Mi temor a las arañas es parte del legado de mi padre. No soporto su tétrica y oscura fisonomía, de estrella deforme sobre el cielo despejado de mi pared. La observo exánime cuando después de una lectura cede la imaginación al sueño y en un ramalazo de realidad aparece veloz en el suelo en busca de mi mano.

La presiente mis escalofríos cuando baja lentamente y sosteniéndose de una seda casi invisible. Apuñalándome con los brillos de sus ocho ojos.

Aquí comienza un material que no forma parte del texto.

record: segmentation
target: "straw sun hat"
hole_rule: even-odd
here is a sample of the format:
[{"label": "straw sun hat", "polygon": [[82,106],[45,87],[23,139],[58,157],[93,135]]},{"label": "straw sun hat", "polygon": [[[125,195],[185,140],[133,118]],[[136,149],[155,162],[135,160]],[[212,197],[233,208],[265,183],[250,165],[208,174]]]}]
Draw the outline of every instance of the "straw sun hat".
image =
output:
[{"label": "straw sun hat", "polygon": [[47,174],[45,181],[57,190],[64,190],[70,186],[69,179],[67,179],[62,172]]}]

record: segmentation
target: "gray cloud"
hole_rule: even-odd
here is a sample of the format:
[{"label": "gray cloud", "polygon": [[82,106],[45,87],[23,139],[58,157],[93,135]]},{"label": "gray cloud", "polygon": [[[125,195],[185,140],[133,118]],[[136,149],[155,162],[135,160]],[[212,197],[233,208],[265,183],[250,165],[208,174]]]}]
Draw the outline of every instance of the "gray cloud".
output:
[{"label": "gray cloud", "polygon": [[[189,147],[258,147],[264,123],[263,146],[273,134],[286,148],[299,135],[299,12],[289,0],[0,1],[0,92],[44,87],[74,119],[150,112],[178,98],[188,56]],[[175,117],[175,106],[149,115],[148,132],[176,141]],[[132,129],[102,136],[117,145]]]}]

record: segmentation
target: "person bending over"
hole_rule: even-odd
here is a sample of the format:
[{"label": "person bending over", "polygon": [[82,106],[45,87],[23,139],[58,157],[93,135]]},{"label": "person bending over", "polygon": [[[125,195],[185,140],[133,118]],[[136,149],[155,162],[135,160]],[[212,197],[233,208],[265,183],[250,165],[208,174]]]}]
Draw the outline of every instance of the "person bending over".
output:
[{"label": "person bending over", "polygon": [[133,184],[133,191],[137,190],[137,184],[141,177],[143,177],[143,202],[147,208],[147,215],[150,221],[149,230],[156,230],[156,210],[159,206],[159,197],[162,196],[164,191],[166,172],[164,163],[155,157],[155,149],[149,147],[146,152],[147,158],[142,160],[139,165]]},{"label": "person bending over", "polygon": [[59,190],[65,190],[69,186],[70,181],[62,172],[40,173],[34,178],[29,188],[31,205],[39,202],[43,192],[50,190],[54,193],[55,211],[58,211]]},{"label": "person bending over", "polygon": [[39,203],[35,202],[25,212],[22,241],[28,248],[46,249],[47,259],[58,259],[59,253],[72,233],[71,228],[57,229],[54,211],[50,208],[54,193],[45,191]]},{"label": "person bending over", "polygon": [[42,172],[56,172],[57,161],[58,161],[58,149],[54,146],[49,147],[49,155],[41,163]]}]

Araña, me conmociona su maldita naturaleza, no temo el veneno letal que algunas poseen sino su endemoniada figura y su instinto cazador y caníbal.

A veces las hallaba reinando detrás de una cortina. Sorteaba su dominio y la recluía en la habitación, clausuraba las puertas de acceso hasta la llegada del exterminador. En una ocasión desbaraté una geométrica red de cabellos y moscas. Fue mi hazaña con tizón, manos enguantadas y una hora de indecisión.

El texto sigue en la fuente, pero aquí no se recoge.